Today, Georgia’s Parliament decisively overrode the May 18 veto of Georgian President Salome Zourabichvili, and restored the Foreign Influence Transparency Law, which requires any NGO or media organization receiving a minimum of 20% of its funding from foreign sources, to register as “organization carrying out the interests of a foreign power.” The President now has five days to endorse the bill. If she doesn’t do so, the Speaker of Parliament will be able to sign it into law.

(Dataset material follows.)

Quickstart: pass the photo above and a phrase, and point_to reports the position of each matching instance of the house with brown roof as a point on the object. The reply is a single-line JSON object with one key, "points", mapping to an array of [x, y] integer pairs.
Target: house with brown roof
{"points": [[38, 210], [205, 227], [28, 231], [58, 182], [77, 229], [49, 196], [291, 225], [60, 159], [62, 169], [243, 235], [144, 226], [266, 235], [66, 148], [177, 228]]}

Foreign press and media, from BBC to Reuters to the New York Times, ritualistically reported (another term for “lie”) that some 80% of the 3.7 million Georgians oppose the law. They show demonstrators outside the Parliament clashing with police. But when it came to a vote, 84 MPs of the 150 members in Parliament voted to override the veto—not surprising, since the original votes were enough for an override—and only 4 members “carrying out the interests of a foreign power” voted to uphold it. The other MPs either abstained or were not present. Thus, only 2% of Georgian MPs voted to uphold the veto.

This will not stop the EU-NATO “color revolution” operations, which is increasing its efforts to topple this and other governments, such as of this South Caucasus nation bordering Russia, that the Anglo-Americans had sought to bring into EU-NATO, as they had with the 2014 neo-Nazi coup in Ukraine.